= Tiberius Julius Candidus Celsus =

Tiberius Julius Candidus Celsus was a Roman senator, who was active during the reign of the emperors Hadrian and Antoninus Pius. Coins of the town of Harpasa bear the image of the young Marcus Aurelius on the obverse, and the name "Candidus Celsus" on the reverse, attesting that Celsus was proconsular governor of the public province of Asia in the reign of Marcus. Ronald Syme dated his tenure as governor more narrowly to AD 144/145, which would date his suffect consulate to a nundinium around the year 129.

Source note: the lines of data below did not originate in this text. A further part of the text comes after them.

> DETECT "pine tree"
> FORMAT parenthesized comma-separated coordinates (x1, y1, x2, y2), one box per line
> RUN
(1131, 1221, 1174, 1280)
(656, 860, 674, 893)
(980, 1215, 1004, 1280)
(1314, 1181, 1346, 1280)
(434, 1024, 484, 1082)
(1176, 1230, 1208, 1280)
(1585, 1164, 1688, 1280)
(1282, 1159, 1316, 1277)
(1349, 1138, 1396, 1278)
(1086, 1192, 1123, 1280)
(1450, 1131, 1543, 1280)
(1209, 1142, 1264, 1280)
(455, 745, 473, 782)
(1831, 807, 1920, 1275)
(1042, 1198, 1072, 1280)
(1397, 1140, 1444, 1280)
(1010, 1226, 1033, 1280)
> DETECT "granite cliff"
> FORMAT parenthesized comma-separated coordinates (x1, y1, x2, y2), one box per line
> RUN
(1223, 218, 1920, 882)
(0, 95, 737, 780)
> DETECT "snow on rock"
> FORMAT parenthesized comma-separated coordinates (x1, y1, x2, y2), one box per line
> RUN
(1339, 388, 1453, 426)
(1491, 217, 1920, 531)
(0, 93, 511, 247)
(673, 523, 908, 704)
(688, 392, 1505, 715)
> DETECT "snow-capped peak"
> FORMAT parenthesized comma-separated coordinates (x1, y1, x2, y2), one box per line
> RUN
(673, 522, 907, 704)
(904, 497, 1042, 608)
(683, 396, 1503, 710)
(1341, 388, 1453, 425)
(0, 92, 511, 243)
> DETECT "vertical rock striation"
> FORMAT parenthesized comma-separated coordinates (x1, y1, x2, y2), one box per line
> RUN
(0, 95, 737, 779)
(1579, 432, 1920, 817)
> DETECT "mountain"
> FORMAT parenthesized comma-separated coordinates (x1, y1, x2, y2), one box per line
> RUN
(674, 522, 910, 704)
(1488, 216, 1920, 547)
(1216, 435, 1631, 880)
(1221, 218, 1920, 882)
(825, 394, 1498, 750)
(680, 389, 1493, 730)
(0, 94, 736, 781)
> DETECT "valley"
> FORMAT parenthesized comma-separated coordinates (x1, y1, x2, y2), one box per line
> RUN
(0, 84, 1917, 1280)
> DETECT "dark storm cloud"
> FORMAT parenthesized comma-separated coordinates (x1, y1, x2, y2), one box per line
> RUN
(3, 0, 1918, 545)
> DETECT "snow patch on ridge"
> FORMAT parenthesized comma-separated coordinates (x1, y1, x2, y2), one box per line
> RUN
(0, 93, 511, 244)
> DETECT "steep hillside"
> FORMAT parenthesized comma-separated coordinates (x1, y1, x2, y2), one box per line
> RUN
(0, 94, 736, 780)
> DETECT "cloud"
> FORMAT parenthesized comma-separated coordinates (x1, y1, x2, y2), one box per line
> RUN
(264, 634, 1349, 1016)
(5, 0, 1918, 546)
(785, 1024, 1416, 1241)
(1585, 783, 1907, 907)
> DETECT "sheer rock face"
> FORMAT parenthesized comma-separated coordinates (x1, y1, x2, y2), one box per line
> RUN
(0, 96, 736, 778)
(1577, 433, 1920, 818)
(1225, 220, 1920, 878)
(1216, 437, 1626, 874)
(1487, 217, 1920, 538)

Syme's investigation of Candidus Celsus led him to surmise that the proconsul was likely the same man as a Tiberius Julius Candidus, attested as praetor on 8 June AD 121. Syme argued "easy and harmless conjecture" would allow this praetor to be identified as the youngest son of Tiberius Julius Candidus Marius Celsus consul II 105, who was "perhaps a decade younger" than his two brothers, Tiberius Julius Candidus Caecilius Simplex and Tiberius Julius Candidus Capito, suffect consul in 122. Based on these facts, and the possibility Celsus was the "Julius Candidus" who received a rescript from Antoninus Pius, Syme suggested Celsus was suffect consul in the year 129.